The money manager quoting one of Bob Farrell’s 10 rules of trading—markets are strongest when they are broad and weakest when they narrow to a handful of blue-chip names—said market breadth has deteriorated and investors should be cautious.

“Broad means when more stocks are rallying versus narrow when less stocks are rising. The broad NSE500 index has seen a deterioration in breadth which is the worst since it bottomed in March 2020. This suggests that the index has more downside left. It’s on a weak footing,” said DSP Mutual Fund.

The market breadth has deteriorated more than it did in earlier phases of correction with just about 16 per cent of the Nifty500 index now above the 50-day moving average. This, analysts believe, is a red flag for trend continuation.


Pointing out that a second indicator shows a rally in Indian stocks may not be sustainable, it said India enjoys a wide valuation premium over its emerging market peers.
“Higher RoE, better incremental growth and steady inflows from institutional investors allow India to have a valuation premium over its emerging market peers. At this time, the premium is at a record. Historically, this has coincided with subdued performance by Indian stocks. A sign of caution for Indian equities,” said DSP Mutual Fund in a note recently.


As Indian companies start reporting their December quarter numbers, investors are also hoping for better performance. Nifty earnings consensus estimates point to doubling of earnings from lows of March 2020 and end of March 2023. This will rival the great run of noughties.

But, the question is, can this be achieved?

Corporate earnings haven’t grown at the pace which markets expected over the last many years, DSP Mutual Fund noted. Between FY11 to FY20, Nifty EPS growth change, year-on-year, was 3.8 per cent on an average. In 2021, it crossed the 20 per cent YoY mark for the first time since 2011.


“Can corporate India deliver such strong earnings? At FY23 multiple of 19 times, markets are priced to perfection. Usually markets trade close to 18 times PE. Anything which derails this earnings growth trajectory will spoil the equity market party,” the money manager said.

Opportunity in pharma
The pharma sector did not perform that well during 2021. It underperformed almost all sectors during the year.

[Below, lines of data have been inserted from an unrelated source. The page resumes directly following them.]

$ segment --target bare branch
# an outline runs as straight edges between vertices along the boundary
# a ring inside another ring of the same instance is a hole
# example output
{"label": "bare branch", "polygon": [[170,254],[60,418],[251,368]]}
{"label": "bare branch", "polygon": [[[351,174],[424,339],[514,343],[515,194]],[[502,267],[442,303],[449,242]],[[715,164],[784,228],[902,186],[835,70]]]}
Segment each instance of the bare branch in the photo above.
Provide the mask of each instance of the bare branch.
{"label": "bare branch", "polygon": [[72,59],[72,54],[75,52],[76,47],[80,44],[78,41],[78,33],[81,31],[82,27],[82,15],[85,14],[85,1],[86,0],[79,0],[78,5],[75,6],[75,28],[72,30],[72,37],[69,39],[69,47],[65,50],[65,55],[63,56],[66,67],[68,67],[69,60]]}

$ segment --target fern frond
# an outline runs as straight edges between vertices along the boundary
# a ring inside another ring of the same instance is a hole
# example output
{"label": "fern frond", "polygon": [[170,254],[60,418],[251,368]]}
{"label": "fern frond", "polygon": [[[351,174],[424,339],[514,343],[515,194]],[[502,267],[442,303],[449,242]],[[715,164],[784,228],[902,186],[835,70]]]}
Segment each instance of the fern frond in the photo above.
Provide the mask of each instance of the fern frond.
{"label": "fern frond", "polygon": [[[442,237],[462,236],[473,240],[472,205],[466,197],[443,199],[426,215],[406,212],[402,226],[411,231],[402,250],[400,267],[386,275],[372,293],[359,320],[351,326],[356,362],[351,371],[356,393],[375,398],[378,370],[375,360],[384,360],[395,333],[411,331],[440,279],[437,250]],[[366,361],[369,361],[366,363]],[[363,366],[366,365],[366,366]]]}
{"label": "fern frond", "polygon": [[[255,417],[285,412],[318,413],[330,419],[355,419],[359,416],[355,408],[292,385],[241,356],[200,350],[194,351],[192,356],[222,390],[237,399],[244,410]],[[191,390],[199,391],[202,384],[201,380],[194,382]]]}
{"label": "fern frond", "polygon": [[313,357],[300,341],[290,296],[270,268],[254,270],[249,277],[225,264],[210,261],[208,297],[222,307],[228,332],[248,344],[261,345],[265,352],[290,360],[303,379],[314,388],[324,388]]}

But now, the operating matrices for pharma have improved quite a lot while its underperformance is at levels last seen in 2012.


“Cash from operations to revenue—a ratio that tells investors how capable a company is, of generating cash from sales—is at record levels which is a positive. While the sector is yet to see any notable price performance, a possible risk-off in risk assets may ignite a rally in the sector in 2022. An opportunity to keep an eye on,” said DSP Mutual Fund.